Aeromechanical analysis of a next-generation Mars Hexacopter rotor

Abstract

A three-dimensional (3D) aeromechanical analysis is carried out on the rotor blades of a 20 kg conceptual Mars Hexacopter. The objectives are to understand the aeroelastic behavior of its unique ultrathin low-Reynolds-number and high-Mach-number blades and study the interactions of structures, aerodynamics, and control moments in the Martian atmosphere. Beginning with structural analysis in vacuum, comprehensive analysis is carried out in hover and forward flight using 3D Finite Element Method (FEM), three-dimensional (2D) airfoil tables, and free wake.

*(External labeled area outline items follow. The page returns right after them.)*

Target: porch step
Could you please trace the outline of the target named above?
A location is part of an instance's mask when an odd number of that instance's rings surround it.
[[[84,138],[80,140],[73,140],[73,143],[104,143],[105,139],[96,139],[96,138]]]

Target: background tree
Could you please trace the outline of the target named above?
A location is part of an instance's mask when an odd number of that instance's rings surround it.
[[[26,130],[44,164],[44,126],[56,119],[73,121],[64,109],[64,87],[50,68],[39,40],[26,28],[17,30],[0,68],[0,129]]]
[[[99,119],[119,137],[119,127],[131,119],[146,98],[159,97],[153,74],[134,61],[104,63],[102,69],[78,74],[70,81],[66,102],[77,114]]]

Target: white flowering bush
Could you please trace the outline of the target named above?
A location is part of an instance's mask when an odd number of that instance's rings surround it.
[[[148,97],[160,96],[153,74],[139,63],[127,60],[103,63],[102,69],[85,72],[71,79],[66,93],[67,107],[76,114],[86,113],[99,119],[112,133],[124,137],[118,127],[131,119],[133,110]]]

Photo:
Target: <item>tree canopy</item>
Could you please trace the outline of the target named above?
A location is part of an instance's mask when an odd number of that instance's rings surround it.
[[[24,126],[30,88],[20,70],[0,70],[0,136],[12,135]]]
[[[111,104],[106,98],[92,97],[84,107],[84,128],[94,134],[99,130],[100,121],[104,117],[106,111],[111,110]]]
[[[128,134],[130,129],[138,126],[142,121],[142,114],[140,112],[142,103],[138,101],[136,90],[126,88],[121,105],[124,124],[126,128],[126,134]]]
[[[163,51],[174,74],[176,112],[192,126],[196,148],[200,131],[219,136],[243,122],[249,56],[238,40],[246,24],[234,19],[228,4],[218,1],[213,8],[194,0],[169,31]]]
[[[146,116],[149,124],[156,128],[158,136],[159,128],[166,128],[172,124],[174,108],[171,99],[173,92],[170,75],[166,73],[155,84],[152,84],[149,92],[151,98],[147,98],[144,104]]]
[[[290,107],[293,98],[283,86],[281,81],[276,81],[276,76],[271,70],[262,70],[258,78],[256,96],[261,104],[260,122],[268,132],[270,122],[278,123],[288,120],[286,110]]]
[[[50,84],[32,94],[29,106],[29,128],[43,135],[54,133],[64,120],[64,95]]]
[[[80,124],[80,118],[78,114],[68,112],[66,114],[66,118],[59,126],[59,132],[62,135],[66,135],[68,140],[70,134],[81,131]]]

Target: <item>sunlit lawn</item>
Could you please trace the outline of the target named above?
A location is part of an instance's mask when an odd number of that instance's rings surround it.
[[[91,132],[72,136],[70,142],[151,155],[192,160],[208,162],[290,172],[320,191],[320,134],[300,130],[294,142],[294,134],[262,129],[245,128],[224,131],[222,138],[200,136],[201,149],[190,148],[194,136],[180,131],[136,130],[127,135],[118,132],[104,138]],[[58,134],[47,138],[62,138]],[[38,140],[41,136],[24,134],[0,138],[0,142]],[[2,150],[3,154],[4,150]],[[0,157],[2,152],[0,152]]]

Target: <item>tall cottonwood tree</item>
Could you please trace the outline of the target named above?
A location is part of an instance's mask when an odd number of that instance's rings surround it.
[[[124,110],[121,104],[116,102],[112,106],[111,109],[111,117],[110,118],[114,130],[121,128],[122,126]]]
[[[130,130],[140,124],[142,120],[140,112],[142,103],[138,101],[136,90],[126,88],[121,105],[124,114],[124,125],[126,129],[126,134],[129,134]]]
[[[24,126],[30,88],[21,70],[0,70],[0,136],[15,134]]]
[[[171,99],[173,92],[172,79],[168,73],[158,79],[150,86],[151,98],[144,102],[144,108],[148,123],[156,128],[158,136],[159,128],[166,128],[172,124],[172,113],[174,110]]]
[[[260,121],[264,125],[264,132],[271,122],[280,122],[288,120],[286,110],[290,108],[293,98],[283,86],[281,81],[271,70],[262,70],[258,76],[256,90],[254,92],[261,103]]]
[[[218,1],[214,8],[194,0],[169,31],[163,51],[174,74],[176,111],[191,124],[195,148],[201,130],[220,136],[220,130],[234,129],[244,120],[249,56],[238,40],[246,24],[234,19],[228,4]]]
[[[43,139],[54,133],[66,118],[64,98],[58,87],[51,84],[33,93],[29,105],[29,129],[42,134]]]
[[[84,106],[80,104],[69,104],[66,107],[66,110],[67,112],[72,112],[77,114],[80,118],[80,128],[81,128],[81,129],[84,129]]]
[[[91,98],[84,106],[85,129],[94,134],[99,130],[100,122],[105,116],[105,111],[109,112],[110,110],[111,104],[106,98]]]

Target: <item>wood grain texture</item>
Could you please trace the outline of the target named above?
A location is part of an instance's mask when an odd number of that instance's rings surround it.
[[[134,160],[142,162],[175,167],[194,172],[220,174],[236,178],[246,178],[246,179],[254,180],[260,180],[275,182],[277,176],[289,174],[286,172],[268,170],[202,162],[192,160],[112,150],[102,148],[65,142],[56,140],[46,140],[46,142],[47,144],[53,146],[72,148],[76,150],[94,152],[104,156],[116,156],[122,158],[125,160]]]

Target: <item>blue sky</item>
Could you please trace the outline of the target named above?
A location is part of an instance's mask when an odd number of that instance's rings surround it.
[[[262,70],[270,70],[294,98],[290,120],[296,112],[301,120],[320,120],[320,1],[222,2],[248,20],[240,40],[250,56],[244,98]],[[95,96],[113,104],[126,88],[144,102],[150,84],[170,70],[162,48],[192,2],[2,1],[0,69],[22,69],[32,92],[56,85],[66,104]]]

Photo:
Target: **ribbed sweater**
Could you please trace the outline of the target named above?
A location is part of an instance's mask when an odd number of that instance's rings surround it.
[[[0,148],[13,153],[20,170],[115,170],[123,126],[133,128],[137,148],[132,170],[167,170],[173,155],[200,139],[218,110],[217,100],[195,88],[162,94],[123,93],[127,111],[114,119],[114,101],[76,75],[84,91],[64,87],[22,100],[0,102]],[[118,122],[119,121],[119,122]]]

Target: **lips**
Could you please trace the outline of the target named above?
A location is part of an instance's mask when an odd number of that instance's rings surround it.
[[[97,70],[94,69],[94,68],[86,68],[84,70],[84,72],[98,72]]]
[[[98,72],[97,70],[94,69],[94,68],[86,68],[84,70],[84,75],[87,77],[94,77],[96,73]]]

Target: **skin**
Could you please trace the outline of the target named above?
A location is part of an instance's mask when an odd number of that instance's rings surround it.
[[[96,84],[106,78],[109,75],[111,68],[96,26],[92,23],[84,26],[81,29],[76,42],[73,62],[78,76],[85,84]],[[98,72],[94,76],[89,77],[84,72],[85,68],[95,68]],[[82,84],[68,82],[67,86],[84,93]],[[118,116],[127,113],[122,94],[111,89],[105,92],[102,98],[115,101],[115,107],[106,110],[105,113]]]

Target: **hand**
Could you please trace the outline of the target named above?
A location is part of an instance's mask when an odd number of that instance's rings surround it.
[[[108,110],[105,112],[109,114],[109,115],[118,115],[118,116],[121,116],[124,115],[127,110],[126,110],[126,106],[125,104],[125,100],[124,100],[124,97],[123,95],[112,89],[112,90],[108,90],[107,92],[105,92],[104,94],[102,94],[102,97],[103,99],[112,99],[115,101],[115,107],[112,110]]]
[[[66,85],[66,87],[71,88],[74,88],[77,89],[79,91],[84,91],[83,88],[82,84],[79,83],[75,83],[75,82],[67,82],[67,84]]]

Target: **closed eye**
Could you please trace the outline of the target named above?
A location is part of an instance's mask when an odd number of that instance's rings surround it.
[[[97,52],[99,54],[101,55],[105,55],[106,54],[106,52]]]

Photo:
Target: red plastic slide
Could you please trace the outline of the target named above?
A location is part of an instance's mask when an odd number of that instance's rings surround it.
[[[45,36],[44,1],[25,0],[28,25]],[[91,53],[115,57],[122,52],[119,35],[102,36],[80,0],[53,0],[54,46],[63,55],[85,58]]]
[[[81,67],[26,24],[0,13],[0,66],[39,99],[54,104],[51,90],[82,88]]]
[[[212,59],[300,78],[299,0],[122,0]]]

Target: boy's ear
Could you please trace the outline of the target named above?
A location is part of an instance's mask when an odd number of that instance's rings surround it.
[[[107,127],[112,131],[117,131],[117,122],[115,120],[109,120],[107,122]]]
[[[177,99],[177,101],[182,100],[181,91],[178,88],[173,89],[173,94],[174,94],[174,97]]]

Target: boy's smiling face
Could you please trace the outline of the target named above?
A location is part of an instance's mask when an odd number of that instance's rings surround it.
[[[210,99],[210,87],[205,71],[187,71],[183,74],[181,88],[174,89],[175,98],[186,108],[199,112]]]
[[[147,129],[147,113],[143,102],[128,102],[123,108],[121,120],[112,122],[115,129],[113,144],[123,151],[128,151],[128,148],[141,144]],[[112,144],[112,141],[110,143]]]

Natural frequencies of the rotor, elastic response of the blade, control moments at the root, airloads of blade sections, and 3D stresses are studied. Two types of designs are considered: a baseline design with pitch axis at the quarter chord and an unconventional design with the pitch axis moved to the midchord. Unusual nose-up elastic twist is observed on the rotor blades that appears to stem from the trapeze effect that counteracts the flattening effect of the propeller moment. By moving the pitch axis to midchord, the control moment is reduced by 30–40% without any noticeable adverse effect on stability due to the low Lock number. Both designs have maximum stresses well below the material limits, but the midchord design has a more uniform distribution of stress in general and lower levels of shear stress in particular. These and many other unconventional phenomena make Martian aeromechanics unique and ripe with possibilities of innovations tailored to its atmosphere.